Wzmocnień w Rzeszowie nie będzie
Ekipa beniaminka z Rzeszowa na zakończenie XV kolejki Orlen Ligi przegrała w Legionowie 0-3. Dla Developresu SkyRes był to pojedynek o być albo nie być w play-off, a aktualnie strata ekipy trenera Marcina Wojtowicza do ósmego miejsca wynosi już siedem punktów.
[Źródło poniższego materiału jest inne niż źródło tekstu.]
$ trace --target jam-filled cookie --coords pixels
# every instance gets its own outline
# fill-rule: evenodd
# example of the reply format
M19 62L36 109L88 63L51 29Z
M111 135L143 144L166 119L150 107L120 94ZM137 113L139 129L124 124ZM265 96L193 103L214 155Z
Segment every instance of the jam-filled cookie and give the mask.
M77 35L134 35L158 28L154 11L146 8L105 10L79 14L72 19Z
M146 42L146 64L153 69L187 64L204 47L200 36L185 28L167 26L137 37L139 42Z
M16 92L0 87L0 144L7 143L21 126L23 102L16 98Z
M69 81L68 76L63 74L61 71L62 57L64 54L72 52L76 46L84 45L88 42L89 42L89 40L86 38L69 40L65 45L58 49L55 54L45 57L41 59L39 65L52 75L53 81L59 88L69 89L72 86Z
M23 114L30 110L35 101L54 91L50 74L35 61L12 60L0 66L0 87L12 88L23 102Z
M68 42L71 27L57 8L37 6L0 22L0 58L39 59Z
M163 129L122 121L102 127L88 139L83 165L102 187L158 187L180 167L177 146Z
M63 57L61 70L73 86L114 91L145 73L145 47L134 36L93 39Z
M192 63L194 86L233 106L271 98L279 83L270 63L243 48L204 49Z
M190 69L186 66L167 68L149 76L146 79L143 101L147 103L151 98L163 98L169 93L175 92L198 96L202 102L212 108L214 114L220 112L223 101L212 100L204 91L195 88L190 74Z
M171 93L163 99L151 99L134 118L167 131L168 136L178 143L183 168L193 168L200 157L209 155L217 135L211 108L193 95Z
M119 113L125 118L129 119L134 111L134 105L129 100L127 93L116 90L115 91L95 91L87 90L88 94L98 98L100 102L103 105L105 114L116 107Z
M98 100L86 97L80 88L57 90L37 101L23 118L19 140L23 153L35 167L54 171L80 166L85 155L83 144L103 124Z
W ekipie z Rzeszowa nie brakuje problemów zdrowotnych. Powoli do gry wraca już przyjmująca Emilia Mucha, która nie tak dawno naciągnęła więzadła w stawie skokowym. Natomiast do końca sezonu nie zagrają już Katarzyna Warzocha i Magdalena Jagodzińska. Ta druga kontuzji doznała w „wyjątkowych okolicznościach”. Jagodzińska wybiła sobie bark, tańcząc z koleżankami z radości po wygranym meczu z KSZO Ostrowiec Świętokrzyski. Najpierw było śmiesznie, potem strasznie, bo okazało się, iż uraz to nie bułka z masłem. W lutym atakującą Developresu czeka operacja. Na boisko nie wróci też w tym sezonie Katarzyna Warzocha.
– Kibice siedzący podczas meczów za moimi plecami, głośno domagają się, bym wpuścił Kaśkę. Nie wiedzą, że trzy lata temu została źle zdiagnozowana i przez cały ten czas grała z naderwanym mięśniem. Teraz nie może wyprostować ręki. Ją również czeka zabieg – wyjaśnia trener Developresu SkyRes.
Kontuzje destabilizują pracę całej grupy. – Co tydzień zaczynamy nowy etap w naszym sportowym życiu – mówi trener Marcin Wojtowicz – Zmuszeni jesteśmy stosować inne rozwiązania taktyczne. W ostatnim czasie możemy dokonać zmian tylko na rozegraniu i pozycji libero. Jest jeszcze Paulina Głaz, która nigdy nie wie, gdzie zostanie rzucona. Jak zaczęliśmy się rozglądać za nowymi siatkarkami, przyszła informacja o zamknięciu okna transferowego. Z kolei nasza młodzież Kinga Stronias i Aleksandra Kazała są potrzebne reprezentacji Polski juniorek i raczej nam nie pomogą – stwierdza trener ekipy z Rzeszowa.